Just tried, AGAIN, to call Dad, and still NO ANSWER! The operator even gave me Dad's personal phone number, but he must be out of his room. There was no answer at the nursing station either. They must be delivering meds AND meals!!!
I think that is one of the reasons, I am sleeping with monsters. The nightmares are part of everything that is on my mind. The fact I have not spoken with my Dad in such a long time, really haunts me, rattles me and above all, makes me feel terribly guilty. I don't want him to think I forgot him...
When I feel like this, I lie in bed and think of my father, and wonder what he is doing and thinking. I imagine how I would feel, all alone in a nursing home. No privacy. The sounds of the facility, the snoring, noises of the room mates... At some point, he has to wonder where we are...
It's times like these, that make me feel restless, irritated, and I get headaches. I don't like thinking of my Dad being all alone, despite the care of excelllent nursing and compassionate aides, it still is not the same as, family... I love you Dad, and I miss you fiercely...
8 comments:
Donna, I noticed you became a follower of my blog and wanted to welcome you! I read your post tonight and I really feel for you/ with you...My dad has been ill with Leukemia for some years, and we just had a big scare that it had progressed to a dangerous place...it hasn't yet, but he is changing...moving away from us in his mind and it just saddens me, makes me scared...some of your thoughts I have been feeling! Hang in there...you are not alone!!
Keep faith, you will be able to get through to him and he will understand. I understand your torment though. My Rob's mom is slipping away. We don't know that if next time we see her, she'll know who we are. Living 1000 miles away is not easy. My folks were so fortunate not to have this horrible robbing of their minds. I thank the Lord. But, you will get through, you will have peace. You are doing the best you can for him. Hold to that. Peace be yours!
donna im so glad you found my blog.. besides the love of painting... its sounds as tho we are both dealing with a similar situation.. alzheimers..im sor sorry to hear of your dad... reading a bit of your comments, im already in tears.. please stay in touch and if ther is anything i can do, to help... please holler.. sometimes knowing others are going down the same path, makes it a bit easier!! take care!!

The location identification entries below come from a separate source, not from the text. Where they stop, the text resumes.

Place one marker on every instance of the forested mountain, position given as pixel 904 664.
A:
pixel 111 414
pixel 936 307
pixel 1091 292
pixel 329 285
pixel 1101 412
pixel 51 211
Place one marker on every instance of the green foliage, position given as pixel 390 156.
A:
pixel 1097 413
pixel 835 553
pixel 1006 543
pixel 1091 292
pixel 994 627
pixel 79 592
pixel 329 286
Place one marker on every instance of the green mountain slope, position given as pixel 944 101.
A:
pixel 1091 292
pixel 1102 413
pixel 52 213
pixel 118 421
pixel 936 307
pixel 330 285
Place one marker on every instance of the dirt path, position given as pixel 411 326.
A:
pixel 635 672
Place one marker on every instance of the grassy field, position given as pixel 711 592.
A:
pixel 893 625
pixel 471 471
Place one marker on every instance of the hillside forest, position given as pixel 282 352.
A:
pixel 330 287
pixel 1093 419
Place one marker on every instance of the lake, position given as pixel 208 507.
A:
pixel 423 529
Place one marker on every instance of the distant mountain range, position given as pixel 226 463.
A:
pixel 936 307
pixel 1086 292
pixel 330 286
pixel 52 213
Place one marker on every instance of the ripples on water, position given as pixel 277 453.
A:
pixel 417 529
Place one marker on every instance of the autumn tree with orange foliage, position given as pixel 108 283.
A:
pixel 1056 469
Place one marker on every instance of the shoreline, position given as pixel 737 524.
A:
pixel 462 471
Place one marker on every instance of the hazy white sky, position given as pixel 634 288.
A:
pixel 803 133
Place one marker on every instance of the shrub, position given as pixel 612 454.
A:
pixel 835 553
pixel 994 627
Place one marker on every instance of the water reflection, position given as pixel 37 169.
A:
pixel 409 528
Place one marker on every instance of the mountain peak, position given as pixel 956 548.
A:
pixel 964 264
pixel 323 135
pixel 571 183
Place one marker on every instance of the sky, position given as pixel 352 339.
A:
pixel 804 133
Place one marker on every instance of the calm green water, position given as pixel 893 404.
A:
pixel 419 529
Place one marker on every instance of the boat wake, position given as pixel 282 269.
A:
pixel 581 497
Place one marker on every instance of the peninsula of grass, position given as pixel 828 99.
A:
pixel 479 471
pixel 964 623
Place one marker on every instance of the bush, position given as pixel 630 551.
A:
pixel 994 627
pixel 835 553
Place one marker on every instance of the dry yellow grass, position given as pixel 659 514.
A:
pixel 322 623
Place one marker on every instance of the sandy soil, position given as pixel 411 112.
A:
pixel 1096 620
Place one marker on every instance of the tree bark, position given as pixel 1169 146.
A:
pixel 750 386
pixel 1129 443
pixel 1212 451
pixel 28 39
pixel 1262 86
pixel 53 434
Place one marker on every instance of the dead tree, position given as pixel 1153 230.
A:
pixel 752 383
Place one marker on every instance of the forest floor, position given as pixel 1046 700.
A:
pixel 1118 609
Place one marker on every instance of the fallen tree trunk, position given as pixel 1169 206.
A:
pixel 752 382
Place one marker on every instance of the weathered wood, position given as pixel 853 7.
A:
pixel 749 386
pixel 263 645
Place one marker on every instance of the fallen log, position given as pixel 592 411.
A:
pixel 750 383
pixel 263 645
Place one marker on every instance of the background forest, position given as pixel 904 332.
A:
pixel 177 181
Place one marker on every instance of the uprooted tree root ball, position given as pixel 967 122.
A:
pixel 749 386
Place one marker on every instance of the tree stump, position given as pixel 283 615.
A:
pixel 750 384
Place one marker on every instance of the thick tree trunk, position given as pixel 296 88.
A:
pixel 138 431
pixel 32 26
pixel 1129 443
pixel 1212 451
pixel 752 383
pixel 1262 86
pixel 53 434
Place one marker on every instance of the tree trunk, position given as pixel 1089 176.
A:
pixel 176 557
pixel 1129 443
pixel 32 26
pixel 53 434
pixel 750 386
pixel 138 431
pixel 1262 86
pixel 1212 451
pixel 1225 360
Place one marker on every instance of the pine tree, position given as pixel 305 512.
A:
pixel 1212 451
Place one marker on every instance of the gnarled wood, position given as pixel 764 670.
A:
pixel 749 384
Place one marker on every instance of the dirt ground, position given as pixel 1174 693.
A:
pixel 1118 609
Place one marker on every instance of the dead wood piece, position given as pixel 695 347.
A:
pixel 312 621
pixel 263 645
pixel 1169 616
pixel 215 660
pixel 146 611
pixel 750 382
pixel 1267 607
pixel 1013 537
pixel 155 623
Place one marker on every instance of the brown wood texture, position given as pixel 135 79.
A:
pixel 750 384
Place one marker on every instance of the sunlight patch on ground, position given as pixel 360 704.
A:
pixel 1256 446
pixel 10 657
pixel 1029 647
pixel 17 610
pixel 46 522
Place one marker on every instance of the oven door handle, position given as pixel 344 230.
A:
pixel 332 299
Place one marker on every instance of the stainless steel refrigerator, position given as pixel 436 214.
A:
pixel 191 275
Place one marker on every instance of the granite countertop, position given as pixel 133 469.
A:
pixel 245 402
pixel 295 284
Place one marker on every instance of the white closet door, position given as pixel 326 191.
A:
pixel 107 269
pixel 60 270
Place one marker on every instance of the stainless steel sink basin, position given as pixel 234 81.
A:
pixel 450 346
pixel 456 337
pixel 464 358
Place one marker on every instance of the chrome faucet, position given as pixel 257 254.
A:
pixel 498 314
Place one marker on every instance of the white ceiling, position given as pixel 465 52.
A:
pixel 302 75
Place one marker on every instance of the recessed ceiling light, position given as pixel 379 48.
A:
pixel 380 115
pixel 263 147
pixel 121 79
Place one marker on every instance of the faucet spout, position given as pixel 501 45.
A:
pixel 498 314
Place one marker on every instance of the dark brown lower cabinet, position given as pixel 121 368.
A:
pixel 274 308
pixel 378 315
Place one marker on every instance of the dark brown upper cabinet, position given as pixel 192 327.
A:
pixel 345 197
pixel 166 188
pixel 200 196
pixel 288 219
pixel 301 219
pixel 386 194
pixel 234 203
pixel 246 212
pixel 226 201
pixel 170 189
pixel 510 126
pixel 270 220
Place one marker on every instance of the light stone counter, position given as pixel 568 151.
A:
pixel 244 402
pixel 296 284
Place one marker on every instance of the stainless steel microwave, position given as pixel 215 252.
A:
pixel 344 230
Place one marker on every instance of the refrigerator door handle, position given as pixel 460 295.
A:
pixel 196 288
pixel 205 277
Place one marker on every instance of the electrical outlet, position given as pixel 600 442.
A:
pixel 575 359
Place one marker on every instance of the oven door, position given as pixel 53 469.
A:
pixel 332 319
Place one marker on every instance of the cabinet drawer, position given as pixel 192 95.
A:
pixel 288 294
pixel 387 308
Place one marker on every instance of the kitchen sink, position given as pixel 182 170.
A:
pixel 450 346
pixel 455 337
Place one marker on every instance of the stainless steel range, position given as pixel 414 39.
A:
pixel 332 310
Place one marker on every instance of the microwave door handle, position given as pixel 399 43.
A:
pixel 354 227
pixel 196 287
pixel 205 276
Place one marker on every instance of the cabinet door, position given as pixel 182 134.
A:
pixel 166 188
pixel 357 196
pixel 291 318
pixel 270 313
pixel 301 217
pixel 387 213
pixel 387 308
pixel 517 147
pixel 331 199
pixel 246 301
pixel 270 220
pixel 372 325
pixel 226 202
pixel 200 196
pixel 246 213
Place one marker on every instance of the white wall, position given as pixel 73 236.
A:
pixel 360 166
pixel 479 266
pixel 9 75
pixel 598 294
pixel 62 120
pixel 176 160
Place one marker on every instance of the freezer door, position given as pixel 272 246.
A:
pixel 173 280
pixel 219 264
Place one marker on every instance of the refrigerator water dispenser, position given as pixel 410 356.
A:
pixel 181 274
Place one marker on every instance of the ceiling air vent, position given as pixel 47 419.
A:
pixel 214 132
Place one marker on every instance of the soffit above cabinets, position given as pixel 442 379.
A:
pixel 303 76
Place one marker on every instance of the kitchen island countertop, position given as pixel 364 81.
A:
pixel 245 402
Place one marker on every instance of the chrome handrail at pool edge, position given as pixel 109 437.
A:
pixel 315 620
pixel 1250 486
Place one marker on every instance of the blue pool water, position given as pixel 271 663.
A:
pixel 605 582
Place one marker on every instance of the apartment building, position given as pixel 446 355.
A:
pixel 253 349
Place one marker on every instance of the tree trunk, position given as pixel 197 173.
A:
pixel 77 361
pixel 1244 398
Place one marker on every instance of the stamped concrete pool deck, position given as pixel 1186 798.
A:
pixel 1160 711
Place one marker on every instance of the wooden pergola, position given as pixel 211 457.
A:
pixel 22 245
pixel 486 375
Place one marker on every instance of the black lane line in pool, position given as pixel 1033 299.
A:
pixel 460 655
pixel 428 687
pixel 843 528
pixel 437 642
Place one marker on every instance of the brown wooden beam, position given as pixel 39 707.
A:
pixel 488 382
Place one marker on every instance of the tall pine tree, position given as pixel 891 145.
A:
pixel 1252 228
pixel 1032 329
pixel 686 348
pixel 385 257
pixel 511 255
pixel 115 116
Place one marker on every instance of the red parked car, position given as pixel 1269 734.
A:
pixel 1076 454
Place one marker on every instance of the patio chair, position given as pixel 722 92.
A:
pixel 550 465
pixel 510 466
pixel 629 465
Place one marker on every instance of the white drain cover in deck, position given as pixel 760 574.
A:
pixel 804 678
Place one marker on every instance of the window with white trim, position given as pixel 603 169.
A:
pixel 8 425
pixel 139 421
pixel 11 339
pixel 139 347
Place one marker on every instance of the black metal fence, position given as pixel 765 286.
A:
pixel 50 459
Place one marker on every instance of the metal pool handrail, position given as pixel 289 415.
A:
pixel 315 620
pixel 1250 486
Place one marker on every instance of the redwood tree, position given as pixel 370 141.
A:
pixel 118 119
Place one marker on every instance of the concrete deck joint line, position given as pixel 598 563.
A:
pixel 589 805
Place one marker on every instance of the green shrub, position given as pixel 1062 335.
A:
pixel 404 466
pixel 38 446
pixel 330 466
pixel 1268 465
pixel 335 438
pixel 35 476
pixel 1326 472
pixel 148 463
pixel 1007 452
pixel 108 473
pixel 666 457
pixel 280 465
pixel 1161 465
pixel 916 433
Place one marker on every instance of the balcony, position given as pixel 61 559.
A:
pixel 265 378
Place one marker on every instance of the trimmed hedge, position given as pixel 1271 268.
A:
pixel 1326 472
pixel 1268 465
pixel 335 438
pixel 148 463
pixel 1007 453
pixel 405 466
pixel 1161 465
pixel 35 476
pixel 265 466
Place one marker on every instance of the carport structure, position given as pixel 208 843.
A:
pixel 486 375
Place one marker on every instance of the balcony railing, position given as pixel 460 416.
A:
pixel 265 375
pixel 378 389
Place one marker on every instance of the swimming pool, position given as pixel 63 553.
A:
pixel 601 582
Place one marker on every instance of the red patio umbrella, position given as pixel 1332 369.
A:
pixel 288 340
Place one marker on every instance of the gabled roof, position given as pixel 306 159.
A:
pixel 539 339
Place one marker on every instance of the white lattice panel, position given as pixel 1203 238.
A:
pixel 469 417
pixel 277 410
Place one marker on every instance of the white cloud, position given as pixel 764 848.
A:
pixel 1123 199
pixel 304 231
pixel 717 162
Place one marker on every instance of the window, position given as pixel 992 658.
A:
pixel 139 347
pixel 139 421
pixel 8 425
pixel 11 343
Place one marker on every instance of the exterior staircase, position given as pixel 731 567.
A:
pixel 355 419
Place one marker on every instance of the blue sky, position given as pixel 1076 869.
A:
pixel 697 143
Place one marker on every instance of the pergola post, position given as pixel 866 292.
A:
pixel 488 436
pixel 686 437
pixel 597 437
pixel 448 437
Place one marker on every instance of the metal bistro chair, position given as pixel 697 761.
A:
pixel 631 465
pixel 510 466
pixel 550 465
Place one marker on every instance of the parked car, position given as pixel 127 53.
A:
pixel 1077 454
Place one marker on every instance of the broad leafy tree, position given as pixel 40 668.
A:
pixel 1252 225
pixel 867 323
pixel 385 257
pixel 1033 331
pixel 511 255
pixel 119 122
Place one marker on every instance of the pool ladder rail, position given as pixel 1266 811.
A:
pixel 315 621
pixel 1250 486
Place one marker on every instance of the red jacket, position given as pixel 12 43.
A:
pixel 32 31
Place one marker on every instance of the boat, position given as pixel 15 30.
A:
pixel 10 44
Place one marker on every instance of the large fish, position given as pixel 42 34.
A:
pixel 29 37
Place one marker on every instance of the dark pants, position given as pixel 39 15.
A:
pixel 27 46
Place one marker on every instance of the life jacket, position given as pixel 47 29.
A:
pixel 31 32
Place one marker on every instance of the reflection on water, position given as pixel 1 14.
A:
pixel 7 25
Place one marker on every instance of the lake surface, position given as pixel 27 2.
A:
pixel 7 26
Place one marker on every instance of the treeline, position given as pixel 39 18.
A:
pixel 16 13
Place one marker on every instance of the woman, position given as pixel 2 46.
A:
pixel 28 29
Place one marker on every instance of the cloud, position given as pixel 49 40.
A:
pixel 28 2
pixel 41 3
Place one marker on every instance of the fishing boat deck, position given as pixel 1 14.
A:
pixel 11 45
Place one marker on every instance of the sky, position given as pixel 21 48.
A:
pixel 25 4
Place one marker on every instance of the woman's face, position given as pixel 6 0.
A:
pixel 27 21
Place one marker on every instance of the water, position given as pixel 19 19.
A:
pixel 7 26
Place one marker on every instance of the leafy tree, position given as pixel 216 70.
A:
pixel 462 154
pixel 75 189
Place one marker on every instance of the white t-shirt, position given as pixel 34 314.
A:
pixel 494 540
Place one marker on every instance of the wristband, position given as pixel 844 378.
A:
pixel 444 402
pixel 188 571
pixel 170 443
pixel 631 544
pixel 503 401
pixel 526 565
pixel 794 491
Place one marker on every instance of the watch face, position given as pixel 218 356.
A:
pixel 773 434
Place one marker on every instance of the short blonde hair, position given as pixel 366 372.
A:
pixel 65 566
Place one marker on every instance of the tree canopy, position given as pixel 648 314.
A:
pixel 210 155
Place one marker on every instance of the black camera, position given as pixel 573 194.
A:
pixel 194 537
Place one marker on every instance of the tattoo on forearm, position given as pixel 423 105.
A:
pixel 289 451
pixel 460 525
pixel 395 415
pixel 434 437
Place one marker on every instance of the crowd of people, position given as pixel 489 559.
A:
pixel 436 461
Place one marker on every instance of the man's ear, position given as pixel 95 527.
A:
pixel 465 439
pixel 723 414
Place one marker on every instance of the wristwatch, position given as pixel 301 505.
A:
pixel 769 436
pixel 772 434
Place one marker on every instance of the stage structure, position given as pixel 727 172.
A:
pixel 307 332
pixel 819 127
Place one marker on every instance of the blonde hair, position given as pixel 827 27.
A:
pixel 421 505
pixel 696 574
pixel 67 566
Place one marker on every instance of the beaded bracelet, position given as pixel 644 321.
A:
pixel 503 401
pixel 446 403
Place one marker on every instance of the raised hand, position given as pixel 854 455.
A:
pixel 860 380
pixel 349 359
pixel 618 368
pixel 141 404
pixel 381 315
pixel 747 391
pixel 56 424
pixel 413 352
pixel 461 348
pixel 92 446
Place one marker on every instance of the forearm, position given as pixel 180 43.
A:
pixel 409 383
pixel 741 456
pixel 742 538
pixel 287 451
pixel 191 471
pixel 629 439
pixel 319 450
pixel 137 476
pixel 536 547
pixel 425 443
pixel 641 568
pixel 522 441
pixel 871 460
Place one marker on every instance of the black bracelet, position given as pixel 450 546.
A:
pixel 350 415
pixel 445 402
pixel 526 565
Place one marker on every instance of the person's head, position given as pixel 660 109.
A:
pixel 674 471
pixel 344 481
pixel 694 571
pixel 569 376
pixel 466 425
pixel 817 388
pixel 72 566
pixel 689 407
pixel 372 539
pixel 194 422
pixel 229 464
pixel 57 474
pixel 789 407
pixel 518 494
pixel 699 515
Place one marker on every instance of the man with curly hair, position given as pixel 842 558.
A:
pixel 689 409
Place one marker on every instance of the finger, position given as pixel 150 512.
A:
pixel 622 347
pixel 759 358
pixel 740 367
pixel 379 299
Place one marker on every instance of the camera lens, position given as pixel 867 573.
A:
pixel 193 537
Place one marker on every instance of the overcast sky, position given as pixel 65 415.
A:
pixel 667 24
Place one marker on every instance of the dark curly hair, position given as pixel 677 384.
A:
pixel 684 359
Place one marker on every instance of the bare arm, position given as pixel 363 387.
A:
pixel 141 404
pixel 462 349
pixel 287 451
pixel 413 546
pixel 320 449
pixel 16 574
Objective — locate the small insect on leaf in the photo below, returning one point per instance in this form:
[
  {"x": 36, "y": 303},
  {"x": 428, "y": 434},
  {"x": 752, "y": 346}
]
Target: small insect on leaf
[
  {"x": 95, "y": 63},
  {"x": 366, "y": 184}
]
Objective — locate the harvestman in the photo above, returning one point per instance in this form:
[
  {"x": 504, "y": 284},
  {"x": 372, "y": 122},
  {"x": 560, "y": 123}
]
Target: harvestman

I miss my Dad. Reading your blog reminded me of that little fact. I so look forward to seeing him again. He's been gone 24 years now and I sure do wish I could see him walk in the door with that big grin on his face. (Huge sigh!)
Thank you Saundra for stopping by and for following me! I really appreciate the shared pain for our fathers. This blog has become very therapeutic... So many kind bloggers have shared their stories or offered information that has been so helpful. I really enjoy the blogging family we have been welcomed to.
Pam, thank you for the kind words of encouragement. It is very frustrating being so far from loved ones during times like this... but thankfully, I have my siblings, you frequently pull me back in when I get too far "out there". Your gentle words comforted me...
Hi Cindi...yes, we do share the pain of Alzheimer's and the joy of painting. You are so more advanced than I. I didn't have the time to paint as much as I wanted to while single and raising my girls...so I wrote in my journals and sketched. It is only now, since moving away from my dear ones, that I took it up to keep me company. Let's keep in touch, OK?